Post-Launch Fires and System Improvements

  • One of the fires was related to Mark Zuckerberg's timeline, which was failing to load due to an order of magnitude more interactions with his posts than anyone else in the early network (20m28s).
  • The root cause of the issue was a particular database query that needed to render every post, but the runtime scaled with the number of reposts, and it was fixed by adding an index (20m50s).
  • Another fire revolved around copying the follower graph from Instagram to Threads, which was a limited operation, but the issue arose when users wanted to follow people who hadn't signed up for Threads yet (21m11s).
  • The system originally designed couldn't handle the scale of big celebrities signing up, such as former President Barack Obama, and the team had to redesign the system to horizontally scale and orchestrate workers (22m10s).
  • The team manually worked through the backlog to ensure potential engagement wasn't left on the table, and the redesigned system has worked smoothly ever since (22m32s).

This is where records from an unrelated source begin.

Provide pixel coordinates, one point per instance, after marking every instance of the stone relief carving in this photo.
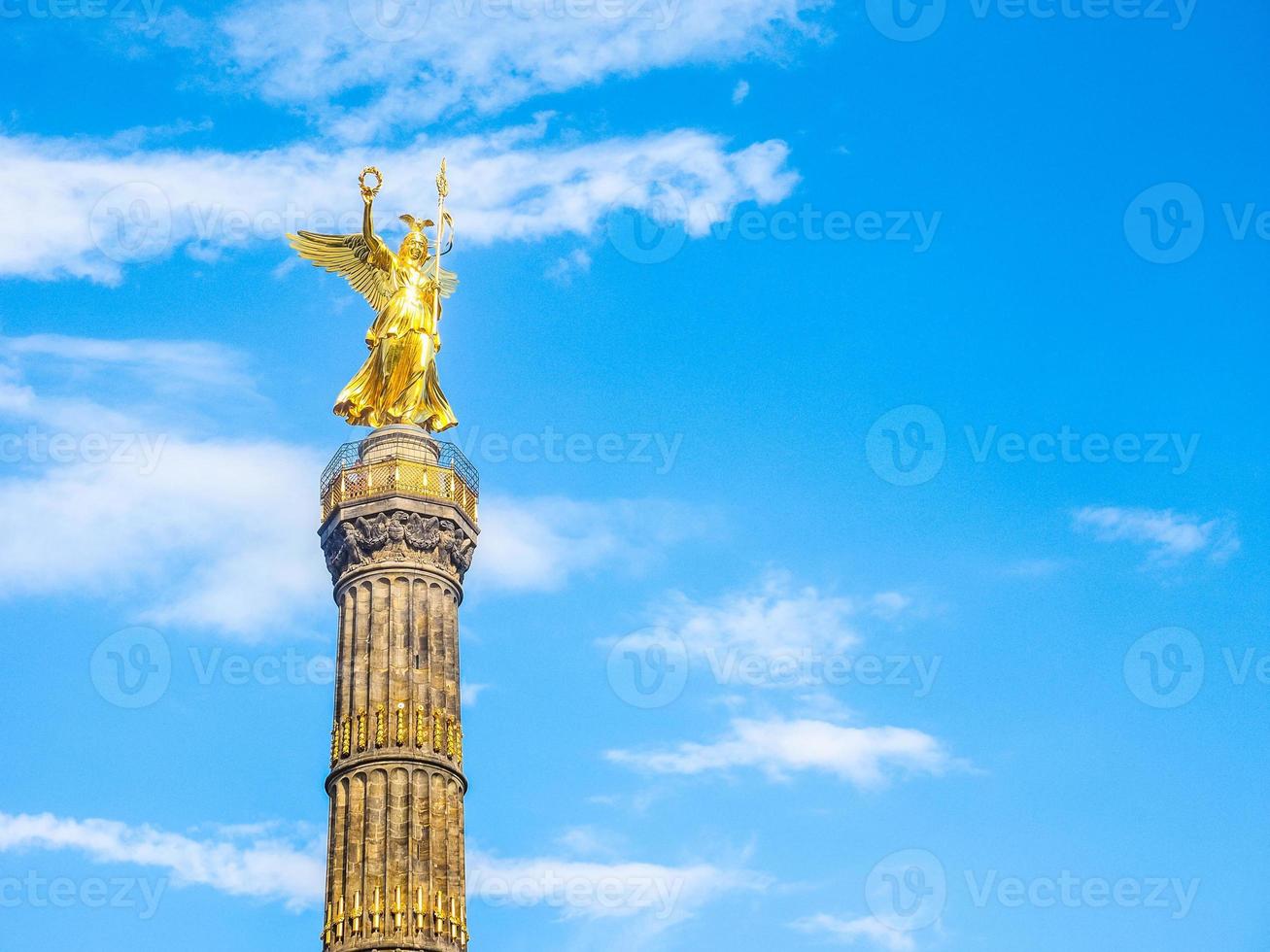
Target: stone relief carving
(397, 534)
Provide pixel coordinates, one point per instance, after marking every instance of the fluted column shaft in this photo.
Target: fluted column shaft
(396, 876)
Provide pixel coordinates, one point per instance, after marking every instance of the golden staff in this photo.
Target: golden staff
(442, 191)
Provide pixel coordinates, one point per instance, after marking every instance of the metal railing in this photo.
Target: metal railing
(400, 466)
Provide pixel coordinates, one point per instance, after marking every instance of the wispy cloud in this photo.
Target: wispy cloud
(540, 545)
(418, 62)
(218, 533)
(1169, 536)
(865, 757)
(776, 620)
(864, 931)
(265, 862)
(103, 208)
(255, 864)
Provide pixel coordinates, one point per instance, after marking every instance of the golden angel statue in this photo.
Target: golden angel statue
(397, 382)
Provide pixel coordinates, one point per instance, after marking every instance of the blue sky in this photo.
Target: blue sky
(890, 379)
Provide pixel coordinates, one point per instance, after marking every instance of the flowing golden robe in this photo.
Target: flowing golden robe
(397, 382)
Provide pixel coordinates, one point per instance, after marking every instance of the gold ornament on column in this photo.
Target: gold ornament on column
(397, 384)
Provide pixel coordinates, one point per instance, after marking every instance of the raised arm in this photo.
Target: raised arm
(380, 256)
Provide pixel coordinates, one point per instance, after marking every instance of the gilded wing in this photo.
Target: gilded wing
(449, 280)
(366, 267)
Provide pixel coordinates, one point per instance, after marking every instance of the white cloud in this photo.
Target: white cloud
(850, 932)
(260, 861)
(867, 757)
(269, 868)
(1171, 537)
(414, 62)
(776, 622)
(214, 533)
(220, 533)
(471, 694)
(100, 208)
(1035, 567)
(540, 545)
(661, 895)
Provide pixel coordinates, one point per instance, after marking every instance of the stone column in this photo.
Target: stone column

Post-Launch Feature Development and Future Plans

  • After the launch, the team pivoted to address features users were asking for, including opening to Europe, shipping a following feed, and releasing a web client (23m0s).
  • The development team has a limited release of an API that allows users to read and write posts, polished content search, and shows trending conversations on the network (23m24s).
  • The team is working on ranking the follow graph and understanding content to match people's revealed preferences, while also catering to the needs of power users from Twitter and new users (23m37s).
  • The team is adopting ActivityPub, an open protocol for interoperating between microblogging networks, and is building it piece by piece to ensure it is done correctly (24m7s).
  • The reason for not integrating ActivityPub quickly is that it cannot be integrated into the Legacy Instagram broadcast sharing stack, and the team wants to make strong guarantees about how they process imported data (24m37s).
  • The team is rewriting their business logic and backend stack, which is an ongoing process (24m50s).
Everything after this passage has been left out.